鞆軽便鉄道(185)
電信柱は電力会社の送電線のことだとばかり思っていた。鞆軽便鉄道は電車ではなかったのに、線路脇に電信柱が立っていた箇所が残っていたり、写真に写っていたりする。トランスなどが置いてあって、明らかに送電線、配電線と共用の場合もあるが、鉄橋の脇に斜めに突き出すように立てられているものもある。これらは文字通り電信電話の通信線の柱だった。電話だったかどうかは分からないが、次の駅に合図を送るだけなら、電話でなくても電信の信号だけでもことは足りる。設備費も安く済む。

鉄道はS々木さん宅の裏の温水器の下を通っていた。今は新しく家が建っていて県道側からは塞がっているように見える。昔の農機具庫が奥のO方さん宅の出入り口になっていて、もちろん私有地だが、ブロック塀が斜めに広がるように築いてある。塀と建物の間が線路跡になって、隣のS藤さん宅の裏と一直線に繋がっている。
S藤さん宅のブロック塀に残っている電信柱の一部



さらに県道側から南に52mほど前進すると、九所谷川に沿って路地がある。この川は田尻漁港に山水が流れ出る水路で昔からあった。当然短いながらも鉄橋が渡されていた。その痕跡も見つかった。石垣の台座が残っている。
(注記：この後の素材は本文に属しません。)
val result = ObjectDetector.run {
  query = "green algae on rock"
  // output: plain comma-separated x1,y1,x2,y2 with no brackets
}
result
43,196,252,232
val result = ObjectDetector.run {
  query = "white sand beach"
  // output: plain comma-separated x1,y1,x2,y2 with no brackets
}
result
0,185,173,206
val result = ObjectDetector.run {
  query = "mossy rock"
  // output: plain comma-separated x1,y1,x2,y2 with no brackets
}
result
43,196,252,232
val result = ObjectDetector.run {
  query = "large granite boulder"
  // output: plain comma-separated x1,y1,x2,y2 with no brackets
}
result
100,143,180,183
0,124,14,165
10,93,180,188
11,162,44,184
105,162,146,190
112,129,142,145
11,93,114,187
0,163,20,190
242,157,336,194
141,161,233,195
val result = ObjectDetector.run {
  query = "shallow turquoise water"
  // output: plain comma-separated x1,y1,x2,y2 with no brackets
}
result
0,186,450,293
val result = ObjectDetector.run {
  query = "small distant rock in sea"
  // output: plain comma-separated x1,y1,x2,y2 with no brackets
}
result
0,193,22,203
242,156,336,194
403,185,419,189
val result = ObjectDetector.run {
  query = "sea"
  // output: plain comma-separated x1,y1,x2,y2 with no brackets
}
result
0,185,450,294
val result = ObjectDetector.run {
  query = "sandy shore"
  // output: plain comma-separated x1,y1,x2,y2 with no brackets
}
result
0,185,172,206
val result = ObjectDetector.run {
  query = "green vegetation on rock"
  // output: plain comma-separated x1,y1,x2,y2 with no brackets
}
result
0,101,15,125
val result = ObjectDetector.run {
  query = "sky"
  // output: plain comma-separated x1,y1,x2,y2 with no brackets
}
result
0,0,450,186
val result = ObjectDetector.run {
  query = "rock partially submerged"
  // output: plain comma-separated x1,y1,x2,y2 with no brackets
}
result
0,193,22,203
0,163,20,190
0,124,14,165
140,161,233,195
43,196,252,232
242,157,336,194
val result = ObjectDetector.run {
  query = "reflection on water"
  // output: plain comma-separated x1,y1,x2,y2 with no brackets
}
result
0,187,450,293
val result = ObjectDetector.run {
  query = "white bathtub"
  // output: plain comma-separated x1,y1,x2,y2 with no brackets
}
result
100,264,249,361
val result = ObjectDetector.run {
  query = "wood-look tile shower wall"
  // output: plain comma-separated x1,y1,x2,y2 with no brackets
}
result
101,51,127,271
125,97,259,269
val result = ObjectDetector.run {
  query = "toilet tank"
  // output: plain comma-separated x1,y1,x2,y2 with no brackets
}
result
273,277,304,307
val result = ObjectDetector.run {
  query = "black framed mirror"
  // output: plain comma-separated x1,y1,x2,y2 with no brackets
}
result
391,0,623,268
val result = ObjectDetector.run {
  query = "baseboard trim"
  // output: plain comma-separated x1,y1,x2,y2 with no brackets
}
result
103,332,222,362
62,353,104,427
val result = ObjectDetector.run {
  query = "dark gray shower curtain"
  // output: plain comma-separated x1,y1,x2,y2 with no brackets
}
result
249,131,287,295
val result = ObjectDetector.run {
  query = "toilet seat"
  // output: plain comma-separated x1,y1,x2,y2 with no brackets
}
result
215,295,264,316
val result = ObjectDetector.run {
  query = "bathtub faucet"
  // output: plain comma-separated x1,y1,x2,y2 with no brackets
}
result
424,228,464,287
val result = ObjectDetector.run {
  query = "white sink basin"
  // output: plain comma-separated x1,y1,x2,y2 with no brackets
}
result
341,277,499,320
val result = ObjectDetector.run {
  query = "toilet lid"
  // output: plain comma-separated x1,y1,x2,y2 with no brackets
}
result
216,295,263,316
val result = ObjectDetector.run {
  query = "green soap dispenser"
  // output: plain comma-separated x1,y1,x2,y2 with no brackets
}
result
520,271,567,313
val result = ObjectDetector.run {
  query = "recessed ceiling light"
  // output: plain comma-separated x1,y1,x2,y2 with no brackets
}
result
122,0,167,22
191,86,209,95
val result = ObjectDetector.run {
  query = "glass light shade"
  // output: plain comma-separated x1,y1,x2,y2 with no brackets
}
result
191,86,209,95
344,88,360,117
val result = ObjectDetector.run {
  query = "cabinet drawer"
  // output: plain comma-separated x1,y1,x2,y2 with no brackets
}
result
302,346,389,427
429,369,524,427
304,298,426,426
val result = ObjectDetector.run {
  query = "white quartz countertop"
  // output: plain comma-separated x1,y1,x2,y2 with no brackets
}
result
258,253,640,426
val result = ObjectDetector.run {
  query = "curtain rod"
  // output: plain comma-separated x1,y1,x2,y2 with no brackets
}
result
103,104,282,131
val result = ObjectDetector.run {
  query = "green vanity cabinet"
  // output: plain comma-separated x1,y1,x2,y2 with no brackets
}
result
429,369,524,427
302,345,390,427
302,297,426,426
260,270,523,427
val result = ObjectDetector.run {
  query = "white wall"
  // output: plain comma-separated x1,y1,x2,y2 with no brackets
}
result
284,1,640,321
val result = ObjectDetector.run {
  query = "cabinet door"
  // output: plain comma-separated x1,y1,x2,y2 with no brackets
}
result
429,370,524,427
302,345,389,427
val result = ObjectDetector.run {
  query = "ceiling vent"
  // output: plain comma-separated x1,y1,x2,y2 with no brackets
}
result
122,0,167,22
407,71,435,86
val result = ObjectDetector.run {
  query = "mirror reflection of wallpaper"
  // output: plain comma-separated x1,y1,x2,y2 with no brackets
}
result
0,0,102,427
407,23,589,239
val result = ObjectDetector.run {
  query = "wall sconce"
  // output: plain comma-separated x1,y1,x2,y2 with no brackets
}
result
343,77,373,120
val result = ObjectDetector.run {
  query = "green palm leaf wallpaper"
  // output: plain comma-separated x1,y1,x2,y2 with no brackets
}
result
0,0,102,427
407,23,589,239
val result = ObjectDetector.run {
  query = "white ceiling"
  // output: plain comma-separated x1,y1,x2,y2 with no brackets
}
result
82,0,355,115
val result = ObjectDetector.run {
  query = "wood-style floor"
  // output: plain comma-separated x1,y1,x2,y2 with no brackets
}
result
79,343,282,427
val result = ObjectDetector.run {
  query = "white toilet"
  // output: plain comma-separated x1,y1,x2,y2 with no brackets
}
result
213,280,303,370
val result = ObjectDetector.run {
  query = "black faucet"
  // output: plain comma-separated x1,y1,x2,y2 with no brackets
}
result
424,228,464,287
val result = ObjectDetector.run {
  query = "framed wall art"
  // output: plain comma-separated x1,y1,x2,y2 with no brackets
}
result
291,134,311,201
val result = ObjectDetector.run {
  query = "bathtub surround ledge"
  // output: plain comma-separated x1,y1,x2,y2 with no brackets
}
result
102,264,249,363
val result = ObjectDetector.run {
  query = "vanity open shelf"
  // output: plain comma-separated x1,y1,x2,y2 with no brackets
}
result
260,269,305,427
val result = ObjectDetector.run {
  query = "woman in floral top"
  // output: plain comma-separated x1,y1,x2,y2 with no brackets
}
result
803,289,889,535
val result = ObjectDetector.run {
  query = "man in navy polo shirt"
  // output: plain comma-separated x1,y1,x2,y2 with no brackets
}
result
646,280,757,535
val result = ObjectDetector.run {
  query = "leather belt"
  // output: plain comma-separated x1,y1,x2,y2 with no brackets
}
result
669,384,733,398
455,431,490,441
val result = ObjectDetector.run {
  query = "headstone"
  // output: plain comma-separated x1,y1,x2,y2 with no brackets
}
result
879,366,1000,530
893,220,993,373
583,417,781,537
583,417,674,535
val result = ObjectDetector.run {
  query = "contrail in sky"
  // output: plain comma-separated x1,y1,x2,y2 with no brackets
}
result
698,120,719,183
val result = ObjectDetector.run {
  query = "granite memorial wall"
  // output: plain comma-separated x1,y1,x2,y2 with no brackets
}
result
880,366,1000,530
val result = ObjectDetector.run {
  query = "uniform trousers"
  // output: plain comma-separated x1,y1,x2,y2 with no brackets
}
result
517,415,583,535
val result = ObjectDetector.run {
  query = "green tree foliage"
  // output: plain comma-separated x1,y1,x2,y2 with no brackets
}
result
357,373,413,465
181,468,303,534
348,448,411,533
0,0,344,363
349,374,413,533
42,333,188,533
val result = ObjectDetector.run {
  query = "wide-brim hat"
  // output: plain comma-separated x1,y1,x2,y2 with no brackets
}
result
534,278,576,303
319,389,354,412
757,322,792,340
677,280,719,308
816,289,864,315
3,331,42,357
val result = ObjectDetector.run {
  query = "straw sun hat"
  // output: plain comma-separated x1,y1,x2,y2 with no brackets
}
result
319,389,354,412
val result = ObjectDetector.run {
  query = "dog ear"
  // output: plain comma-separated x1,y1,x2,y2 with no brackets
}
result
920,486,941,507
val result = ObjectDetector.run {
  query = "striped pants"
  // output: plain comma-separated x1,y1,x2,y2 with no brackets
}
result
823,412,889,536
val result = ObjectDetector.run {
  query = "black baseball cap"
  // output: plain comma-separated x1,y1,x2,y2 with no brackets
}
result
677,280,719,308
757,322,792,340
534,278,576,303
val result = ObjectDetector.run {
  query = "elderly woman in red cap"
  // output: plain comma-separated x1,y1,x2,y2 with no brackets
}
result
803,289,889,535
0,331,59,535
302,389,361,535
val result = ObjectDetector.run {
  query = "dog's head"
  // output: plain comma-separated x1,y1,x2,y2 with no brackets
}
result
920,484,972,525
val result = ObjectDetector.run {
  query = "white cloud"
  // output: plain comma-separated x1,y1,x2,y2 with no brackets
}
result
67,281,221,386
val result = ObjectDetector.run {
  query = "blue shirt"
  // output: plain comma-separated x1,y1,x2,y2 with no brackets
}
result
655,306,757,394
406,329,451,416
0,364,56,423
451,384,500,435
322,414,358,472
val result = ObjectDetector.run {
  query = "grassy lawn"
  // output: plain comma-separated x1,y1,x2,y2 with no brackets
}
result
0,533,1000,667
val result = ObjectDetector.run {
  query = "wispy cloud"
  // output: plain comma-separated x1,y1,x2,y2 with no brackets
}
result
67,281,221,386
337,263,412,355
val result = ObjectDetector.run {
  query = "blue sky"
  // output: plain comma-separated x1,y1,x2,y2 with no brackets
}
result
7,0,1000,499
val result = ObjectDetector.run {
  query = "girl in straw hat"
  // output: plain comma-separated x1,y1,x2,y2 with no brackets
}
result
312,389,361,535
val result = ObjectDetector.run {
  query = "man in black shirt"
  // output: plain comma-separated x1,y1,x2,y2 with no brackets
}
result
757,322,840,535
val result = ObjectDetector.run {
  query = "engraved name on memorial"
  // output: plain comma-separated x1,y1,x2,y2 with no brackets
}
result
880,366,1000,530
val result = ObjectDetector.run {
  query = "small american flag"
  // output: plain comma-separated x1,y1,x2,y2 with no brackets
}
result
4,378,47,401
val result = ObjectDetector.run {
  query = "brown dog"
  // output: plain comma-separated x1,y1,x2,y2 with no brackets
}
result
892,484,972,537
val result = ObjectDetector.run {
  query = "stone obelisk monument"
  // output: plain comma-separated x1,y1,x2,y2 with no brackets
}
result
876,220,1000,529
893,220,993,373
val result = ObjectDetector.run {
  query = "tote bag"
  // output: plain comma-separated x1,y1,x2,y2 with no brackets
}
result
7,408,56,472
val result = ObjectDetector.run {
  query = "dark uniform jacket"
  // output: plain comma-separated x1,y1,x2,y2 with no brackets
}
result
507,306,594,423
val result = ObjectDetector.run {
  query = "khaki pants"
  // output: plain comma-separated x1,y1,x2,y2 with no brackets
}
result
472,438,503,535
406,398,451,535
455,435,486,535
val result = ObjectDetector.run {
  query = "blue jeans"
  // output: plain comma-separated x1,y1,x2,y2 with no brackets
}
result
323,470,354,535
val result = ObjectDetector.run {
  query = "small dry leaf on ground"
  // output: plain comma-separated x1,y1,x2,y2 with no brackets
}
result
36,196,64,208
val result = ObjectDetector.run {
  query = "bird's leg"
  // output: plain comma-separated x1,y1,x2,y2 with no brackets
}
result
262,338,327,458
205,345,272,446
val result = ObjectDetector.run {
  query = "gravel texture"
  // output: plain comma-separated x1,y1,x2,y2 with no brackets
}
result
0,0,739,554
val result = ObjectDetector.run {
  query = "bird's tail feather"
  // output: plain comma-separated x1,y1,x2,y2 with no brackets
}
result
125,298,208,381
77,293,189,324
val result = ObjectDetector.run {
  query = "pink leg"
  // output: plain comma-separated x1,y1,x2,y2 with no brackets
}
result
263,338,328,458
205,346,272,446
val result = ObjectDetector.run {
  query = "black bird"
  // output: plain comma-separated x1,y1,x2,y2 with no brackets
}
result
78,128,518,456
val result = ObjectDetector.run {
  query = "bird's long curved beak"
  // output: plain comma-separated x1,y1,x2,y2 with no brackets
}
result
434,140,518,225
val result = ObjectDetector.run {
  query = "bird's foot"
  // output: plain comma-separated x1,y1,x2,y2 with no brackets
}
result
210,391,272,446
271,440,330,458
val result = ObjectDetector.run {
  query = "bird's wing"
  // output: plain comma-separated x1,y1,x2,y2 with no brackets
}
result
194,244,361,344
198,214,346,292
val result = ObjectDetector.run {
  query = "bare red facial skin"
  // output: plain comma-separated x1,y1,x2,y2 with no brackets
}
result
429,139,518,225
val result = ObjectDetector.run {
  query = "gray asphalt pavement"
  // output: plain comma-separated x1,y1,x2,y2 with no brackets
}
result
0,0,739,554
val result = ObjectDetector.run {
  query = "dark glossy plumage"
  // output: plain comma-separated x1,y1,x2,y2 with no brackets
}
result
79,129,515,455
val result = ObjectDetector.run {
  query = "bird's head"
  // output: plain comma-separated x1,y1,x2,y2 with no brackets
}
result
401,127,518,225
S藤さんの話「この塀の内側が鉄道です。あそこに電信柱が残っています。あれが鉄道の端です。」
電信柱跡や鉄橋跡は、ただ単にもの珍しさだけではない。ピンポイントで鉄道跡を正確に地図上に書き込める目印でもある。前後に鉄道跡をうかがわせる道路や畑の境目がある。それらを繋いで微妙に調整、修正する貴重な拠り所になる。
現場百辺という言葉がある。毎日(最近はちょっと一日おきペース)同じ所に通っていると、近所の人と顔馴染みになる。「又來たんなぁ。熱中症にならんように用心しよ」と声を掛けられたりする。「あんたじゃなぁ。O平さんと、この前そこで話をしょうたろう。」近所の人がいろんな所から見ておられる。私は声が大きいので、そういう意味でも目立つらしい。
「ここを通りなしゃあ。なんも植えとらんけぇ、世話あにゃあ。(大丈夫)」と言って親切に案内してくださる。思い出話もさることながら、案内がなければ気づかなかったような遺構がまだ残っていたりする。皆さんの親切にじわっと涙が出る。